Vartai Gallery is pleased to present a solo exhibition by the young generation painter Adomas Danusevičius. For over a decade, the artist’s name has occupied a special place on the Lithuanian art scene because of the sexual identity issues he addresses and the queer aesthetic central to his work.
Lately, however, the work of the artist, who commutes between Vilnius and Copenhagen, has marked a new stage in his creative career. In these new pieces, painting has become an alchemical process, while the transcultural, transhistorical images of masculinity and femininity allude to the cyclic and hybrid nature of life, and the energy that is constantly circulating between matter and form.

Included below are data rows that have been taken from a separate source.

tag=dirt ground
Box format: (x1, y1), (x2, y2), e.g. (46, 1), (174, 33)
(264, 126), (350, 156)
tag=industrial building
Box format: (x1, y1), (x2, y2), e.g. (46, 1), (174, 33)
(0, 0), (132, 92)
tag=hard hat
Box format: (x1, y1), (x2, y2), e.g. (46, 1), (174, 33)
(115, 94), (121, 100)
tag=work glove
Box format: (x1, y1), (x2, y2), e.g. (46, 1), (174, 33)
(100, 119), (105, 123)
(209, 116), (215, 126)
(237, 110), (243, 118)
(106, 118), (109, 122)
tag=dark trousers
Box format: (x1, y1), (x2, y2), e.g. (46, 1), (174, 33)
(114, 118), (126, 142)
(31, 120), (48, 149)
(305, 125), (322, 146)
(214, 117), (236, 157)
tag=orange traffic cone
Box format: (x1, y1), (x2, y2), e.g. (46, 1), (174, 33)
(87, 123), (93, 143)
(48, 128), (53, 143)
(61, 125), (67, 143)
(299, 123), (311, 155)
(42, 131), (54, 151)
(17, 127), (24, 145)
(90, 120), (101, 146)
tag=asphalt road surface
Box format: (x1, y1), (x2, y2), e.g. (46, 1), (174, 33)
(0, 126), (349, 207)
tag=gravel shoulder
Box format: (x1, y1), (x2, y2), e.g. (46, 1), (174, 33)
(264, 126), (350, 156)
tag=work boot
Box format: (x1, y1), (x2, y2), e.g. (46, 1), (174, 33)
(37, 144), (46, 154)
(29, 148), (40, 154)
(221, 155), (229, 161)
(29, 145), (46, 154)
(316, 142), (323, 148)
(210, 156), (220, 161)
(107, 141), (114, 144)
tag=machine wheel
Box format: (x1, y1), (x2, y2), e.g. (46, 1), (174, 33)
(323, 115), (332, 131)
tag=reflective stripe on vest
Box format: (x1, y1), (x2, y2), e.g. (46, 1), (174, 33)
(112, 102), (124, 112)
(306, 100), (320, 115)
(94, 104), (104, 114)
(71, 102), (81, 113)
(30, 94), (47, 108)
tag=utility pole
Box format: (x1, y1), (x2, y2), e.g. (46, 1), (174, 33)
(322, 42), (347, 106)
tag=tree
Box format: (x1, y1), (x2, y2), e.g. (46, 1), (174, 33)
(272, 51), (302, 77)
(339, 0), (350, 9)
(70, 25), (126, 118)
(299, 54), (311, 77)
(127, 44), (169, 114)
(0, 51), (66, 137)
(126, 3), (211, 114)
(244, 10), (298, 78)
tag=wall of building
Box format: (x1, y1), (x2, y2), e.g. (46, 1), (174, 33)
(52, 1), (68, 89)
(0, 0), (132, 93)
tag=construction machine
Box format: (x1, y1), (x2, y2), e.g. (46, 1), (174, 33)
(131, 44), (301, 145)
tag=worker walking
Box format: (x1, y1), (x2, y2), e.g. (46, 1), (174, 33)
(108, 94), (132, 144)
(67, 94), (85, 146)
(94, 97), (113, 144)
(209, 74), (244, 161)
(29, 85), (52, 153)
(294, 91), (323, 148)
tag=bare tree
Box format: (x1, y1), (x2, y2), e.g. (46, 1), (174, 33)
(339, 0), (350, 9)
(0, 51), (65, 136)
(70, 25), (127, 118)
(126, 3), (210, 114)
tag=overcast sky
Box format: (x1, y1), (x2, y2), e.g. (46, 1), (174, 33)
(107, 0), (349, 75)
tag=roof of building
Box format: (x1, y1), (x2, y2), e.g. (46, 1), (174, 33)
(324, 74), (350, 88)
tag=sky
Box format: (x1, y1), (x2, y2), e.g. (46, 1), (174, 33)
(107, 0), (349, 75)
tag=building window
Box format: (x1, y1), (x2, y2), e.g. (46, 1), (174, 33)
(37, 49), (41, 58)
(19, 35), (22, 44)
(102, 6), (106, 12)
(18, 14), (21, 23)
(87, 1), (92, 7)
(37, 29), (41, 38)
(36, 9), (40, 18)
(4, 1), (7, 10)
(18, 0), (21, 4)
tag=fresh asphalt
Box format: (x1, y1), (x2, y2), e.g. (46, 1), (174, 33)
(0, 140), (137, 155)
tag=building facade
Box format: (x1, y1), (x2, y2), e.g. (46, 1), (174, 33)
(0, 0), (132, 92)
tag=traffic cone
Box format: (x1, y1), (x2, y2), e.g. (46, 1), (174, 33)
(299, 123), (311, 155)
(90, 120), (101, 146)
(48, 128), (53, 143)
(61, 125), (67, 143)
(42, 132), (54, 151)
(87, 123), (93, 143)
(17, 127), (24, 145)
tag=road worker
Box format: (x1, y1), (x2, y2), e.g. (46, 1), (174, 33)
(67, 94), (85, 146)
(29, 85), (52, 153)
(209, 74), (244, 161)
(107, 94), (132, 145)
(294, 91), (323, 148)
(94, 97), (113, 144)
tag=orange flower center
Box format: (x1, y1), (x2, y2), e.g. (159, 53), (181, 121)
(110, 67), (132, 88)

Mud and flowers are universally perceived mythical images ingrained in humanity’s bodily memory like plant seeds or mushroom spores buried in soil. When watered, the roots of life pulsate and thrive in the mud. It was out of mud – formless and lowly – that the gods moulded humans to populate the Earth and struggle with their nature. It is precisely the ‘metaphysics of mud’ that opens the gates to the primeval hybridity of life, the unquenchable desire to change, procreate, occupy new territories, and rule through the capricious play of the cosmic Eros.
The creative and destructive primal energy in Adomas Danusevičius works mutates and flirts playfully, sometimes taking us the viewers to the underground quagmire of the subconscious and at other times submerging us into heady hallucinations of blossoms. Social and gender identities intermix, coalesce, and again transform into formless matter bursting with endless potential. The recurring nature motifs are vibrant, charming, enigmatic, and simultaneously sexually ambivalent, flirting with the viewer’s senses.
The artist’s masterful lively and ‘carnal’ brushstroke is embodied on the surface of the canvas like concentrated energy, brought under control in the creative process, turning the painting into a transgressive object. The painter’s refusal to copy the images of visible reality, and instead choosing a conscious dissolution and obscuring of these bring his work close to George Bataille’s ideas on formlessness (l’informe) in art, a necessary condition for the emancipation of creative intuition. Both the Greek myth of chaos as the origin of the world and the contemporary Big Bang theory speak about one and the same thing – the seed of creativity lying in formlessness.
Adomas Danusevičius (b. 1984 in Vilnius) completed his doctoral studies in the arts at the Vilnius Academy of Arts and went on to deepen his theoretical and practical knowledge at the Royal Danish Academy of Fine Arts. Since his debut in 2008, the artist’s work has attracted interest and been praised by art critics, with his pieces having been acquired by Lithuanian and foreign private collections, including the Lewben Art Foundation and MO Museum. The artist actively participates in group exhibitions in Lithuania and abroad, the current exhibition at Vartai Gallery being his 13th solo show. In 2018–2019 Adomas Danusevičius received the Bavarian State Ministry award for Education, Culture, Science and Arts with a scholarship covering an artist residency at the Internationales Künstlerhaus Villa Concordia in Bamberg, Germany. His works from the debut series Carmine, as well as from the series Camouflage Masculinity and Campish Dazzle, were featured in the important publication Queer!?: Visual Arts in Europe (edited by Evert van Straaten, Anton Anthonissen, 2019), in which the development of the queer aesthetic is discussed.